Король жизни. King of life | страница 43
— Леди и джентльмены. Я рад, что моя пьеса вам нравится. Мне кажется, вы оценили ее достоинства почти столь же верно, как я сам. А теперь разрешите мне докурить папиросу.
Опять грянули аплодисменты. Только газетчикам виделись не хлопающие руки, а стиснутые кулаки. «Еще немного,— писала назавтра «Трут»,— и Уайльда могли избить. Никто не ожидал, что он с невозмутимым спокойствием совершит такой заранее обдуманный и бессмысленно оскорбительный поступок. Публика была ошеломлена. Когда же поняли суть происходящего, когда заметили, что так называемый автор благодарит за овации, куря папиросу, я увидел множество поднятых вверх кулаков. Люди хотели наброситься на него». Рецензенты высмеяли пьесу. «Панч» дал на первой странице рисунок — Уайльд, опершись на пьедестал, локтем сталкивает статую Шекспира. Все отзывы прессы были злобными, издевательскими, невыносимыми, но Уайльд чувствовал бы себя куда более задетым, если бы о нем молчали. Впрочем, он, как казалось, заключил неразрывный союз с публикой — поверх лагеря газетчиков.
После спектакля Уайльд дал ужин в «Кафе-роял». Когда он возвращался домой, зимний рассвет искрился, как шампанское, кипящее в резном хрустале. Десятка полтора фиакров везли следом его друзей. Чинную тишину лондонских улиц взрывал напор шумного веселья. Экипажи словно качались, как лодки, на волнах несмолкающего хохота. ^ Возницы, лошади, сбруя — все было украшено цветами, не вянувшими под инеем. Сняв шляпу, Уайльд с развевающимися волосами и сияющим лицом, на котором алели пухлые губы и горели счастьем глаза, ехал впереди, подобный молодому богу, возглавляющему вакхическую процессию.

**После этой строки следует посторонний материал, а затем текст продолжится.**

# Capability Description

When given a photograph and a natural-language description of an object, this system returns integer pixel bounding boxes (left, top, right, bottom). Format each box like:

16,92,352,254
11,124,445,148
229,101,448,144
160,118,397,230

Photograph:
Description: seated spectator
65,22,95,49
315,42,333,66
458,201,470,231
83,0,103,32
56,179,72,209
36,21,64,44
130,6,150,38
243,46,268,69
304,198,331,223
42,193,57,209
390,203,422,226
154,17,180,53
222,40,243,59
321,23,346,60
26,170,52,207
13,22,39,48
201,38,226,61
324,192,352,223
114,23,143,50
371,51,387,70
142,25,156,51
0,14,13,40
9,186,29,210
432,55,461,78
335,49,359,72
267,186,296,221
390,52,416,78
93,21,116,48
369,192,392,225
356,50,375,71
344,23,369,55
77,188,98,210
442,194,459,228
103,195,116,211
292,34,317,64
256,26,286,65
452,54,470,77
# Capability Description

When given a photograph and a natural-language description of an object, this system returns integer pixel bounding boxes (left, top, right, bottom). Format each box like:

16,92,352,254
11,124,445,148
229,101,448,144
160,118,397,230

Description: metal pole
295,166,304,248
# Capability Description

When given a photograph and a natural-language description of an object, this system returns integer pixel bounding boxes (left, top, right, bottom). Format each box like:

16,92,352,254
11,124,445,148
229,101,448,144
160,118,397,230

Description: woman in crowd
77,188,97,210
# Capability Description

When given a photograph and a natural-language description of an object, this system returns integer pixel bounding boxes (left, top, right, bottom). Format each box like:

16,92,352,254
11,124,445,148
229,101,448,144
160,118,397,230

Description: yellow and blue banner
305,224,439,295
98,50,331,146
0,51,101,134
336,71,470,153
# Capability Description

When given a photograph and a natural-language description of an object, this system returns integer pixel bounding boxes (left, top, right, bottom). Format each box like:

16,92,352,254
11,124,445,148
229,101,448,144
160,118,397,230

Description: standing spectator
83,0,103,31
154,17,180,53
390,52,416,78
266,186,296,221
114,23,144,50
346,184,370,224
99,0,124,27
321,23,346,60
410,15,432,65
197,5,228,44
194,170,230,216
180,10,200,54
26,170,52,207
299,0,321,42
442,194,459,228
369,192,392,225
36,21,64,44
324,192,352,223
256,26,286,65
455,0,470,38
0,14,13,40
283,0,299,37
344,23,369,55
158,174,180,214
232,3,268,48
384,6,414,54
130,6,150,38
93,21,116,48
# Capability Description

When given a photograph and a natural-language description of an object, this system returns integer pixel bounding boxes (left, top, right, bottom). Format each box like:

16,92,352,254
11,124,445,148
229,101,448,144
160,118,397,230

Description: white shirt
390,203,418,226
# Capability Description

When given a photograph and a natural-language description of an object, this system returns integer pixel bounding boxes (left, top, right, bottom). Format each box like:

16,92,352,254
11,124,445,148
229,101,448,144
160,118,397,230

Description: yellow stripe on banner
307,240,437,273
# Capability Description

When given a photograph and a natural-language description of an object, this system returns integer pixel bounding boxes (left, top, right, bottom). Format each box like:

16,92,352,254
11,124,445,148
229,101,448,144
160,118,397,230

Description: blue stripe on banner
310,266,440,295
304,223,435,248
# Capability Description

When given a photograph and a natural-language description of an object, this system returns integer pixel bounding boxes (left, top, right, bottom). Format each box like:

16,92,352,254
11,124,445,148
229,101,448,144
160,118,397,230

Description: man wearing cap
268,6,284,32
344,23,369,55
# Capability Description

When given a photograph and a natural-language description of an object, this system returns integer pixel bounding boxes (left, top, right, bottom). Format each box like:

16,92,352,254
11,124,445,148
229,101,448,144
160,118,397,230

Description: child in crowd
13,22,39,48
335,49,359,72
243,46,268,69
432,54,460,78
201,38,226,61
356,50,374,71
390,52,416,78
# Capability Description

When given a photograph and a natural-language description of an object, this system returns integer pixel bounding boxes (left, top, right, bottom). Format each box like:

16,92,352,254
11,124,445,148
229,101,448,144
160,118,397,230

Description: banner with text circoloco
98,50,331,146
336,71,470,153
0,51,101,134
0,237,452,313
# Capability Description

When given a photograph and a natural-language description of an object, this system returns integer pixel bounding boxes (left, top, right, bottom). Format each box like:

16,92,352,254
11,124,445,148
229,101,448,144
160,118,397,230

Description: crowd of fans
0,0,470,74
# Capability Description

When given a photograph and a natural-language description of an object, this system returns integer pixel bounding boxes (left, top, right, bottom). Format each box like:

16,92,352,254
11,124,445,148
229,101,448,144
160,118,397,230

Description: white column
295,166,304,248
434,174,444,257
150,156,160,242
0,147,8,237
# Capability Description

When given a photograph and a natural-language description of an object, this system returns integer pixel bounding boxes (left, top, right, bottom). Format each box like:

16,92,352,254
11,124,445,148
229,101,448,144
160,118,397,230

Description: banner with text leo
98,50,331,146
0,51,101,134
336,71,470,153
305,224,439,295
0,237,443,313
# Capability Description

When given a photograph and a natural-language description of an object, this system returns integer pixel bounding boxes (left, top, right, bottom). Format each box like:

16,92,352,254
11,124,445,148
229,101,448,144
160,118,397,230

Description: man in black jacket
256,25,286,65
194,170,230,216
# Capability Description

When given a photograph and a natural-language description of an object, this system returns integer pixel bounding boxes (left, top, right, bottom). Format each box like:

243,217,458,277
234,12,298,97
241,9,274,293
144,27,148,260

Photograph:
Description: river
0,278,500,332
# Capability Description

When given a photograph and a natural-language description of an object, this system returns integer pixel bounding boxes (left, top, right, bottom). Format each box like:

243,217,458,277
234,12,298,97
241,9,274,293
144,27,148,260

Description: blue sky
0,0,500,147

Спать он лег «на пурпурных простынях». То был великий день, начало новой жизни. Уайльд предугадал блеск этой зари в глазах Александера, когда тот, прочитав комедию, предложил за нее тысячу фунтов. «Я так доверяю твоему суждению,— возразил Уайльд,— что могу только отказаться от столь щедрого дара». И он заключил договор на тантьемы с представлений. Огромный успех «Веера» сделал его богатым, дал досуг, свободу и деньги, три вещи, без коих фантазия, как ее понимает денди, сводится лишь к пустым мечтам и бессилию. На конец-то он мог удовлетворить все свои прихоти, особенно голод по роскоши, томивший его всегда, даже в те годы, когда случалось терпеть настоящий голод. Теперь он имел то, чем прежде мог одаривать лишь героев своих книг. Дом на Тайт-стрит заполнился множеством красивых, дорогих вещей. Появились мраморные камины, инкрустированные слоновой костью столики, старинные ткани, парча, на окнах шелковые гардины, серебряные сервизы, редкие книги.